Junior doctors accused of jeopardising patients' safety by going on strike

Junior doctors were today accused of jeopardising patient safety as they went on strike for the first time in 40 years, leading to thousands of operations being cancelled.

Hospitals across England activated contingency plans to minimise the impact on patients of the walk-out, over changes to pay and working hours, which started at 8am.

But one hospital in the Midlands was forced to order junior medics to work as it struggled to cope with patient numbers.

Doctors at a picket line in central London Jeremy Selwyn
Jeremy Selwyn

Picket lines were in place outside 20 London hospitals as services were reduced to “Christmas Day levels”, with 700 operations cancelled.

Dr Andy Mitchell, London medical director for NHS England, said the strike would “compound the problem” caused by winter pressures.

Sir Robert Francis QC, who chaired the inquiry into the Mid Staffordshire hospital scandal, warned: “Industrial action will not solve their (the doctors’) problems and can only compromise patient safety.” But he also stressed that the Government should be listening to the medics.

Jeremy Corbyn blamed the strike on the Government and accused it of “smearing” the doctors. Health Secretary Jeremy Hunt was keeping off the airwaves this morning.

NHS medical director Professor Sir Bruce Keogh told hospital bosses that doctors should be ordered off the picket line if hospitals become unsafe. Sandwell Hospital in West Bromwich declared a “level 4 incident” and told its junior doctors they must come to work.

The British Medical Association said the doctors should continue with the strike until NHS England confirmed that a “major unpredictable incident” was happening.

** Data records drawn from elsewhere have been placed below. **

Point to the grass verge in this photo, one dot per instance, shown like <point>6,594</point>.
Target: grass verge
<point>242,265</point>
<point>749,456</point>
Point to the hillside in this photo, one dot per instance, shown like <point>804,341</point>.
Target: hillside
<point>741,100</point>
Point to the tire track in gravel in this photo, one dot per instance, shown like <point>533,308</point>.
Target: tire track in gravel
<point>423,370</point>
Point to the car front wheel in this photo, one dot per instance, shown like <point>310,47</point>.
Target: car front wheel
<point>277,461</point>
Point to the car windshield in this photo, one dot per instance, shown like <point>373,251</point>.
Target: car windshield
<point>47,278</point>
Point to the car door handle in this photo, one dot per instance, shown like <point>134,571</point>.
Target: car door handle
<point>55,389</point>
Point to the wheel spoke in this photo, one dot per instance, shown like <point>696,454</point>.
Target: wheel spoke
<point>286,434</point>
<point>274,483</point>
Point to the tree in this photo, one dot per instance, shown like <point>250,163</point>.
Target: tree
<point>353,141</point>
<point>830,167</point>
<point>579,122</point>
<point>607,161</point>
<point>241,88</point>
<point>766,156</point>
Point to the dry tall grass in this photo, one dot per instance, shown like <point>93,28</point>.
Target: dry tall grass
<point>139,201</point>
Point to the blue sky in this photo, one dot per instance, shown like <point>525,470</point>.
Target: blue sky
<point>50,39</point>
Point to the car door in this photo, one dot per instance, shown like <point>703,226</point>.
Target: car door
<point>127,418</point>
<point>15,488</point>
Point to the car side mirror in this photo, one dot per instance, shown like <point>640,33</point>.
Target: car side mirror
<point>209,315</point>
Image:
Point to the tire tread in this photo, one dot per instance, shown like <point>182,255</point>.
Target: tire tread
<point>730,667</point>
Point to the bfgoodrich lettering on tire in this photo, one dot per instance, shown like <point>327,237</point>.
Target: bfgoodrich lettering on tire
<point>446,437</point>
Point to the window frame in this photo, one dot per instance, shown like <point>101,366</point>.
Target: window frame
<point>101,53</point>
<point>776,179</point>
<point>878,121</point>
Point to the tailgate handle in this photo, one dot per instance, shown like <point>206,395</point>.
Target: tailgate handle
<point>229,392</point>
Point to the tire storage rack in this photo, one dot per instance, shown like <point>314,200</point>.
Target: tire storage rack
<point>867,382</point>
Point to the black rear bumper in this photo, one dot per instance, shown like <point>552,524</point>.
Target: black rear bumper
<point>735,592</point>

Doctors were not striking in casualty units.

In the capital, thousands of patients had hospital clinics cancelled and hundreds of operations were postponed.

Dr Mitchell conceded that junior doctors were “clearly highly disillusioned” but pleaded with them to negotiate a settlement.

The action, until 8am tomorrow, will be followed by a 48-hour walkout starting on January 26 and for nine hours on February 10.

Dr Dagan Lonsdale, a junior doctor at St George’s hospital, said they had been forced into action by the Government’s threat to impose new contracts that would lead to “unsafe” staffing.

Dr Lina Carmona, on the picket line at UCLH, warned that the Government was forcing medics to make life-and-death decisions while their minds and bodies felt “jetlagged” on 12-hour nightshifts.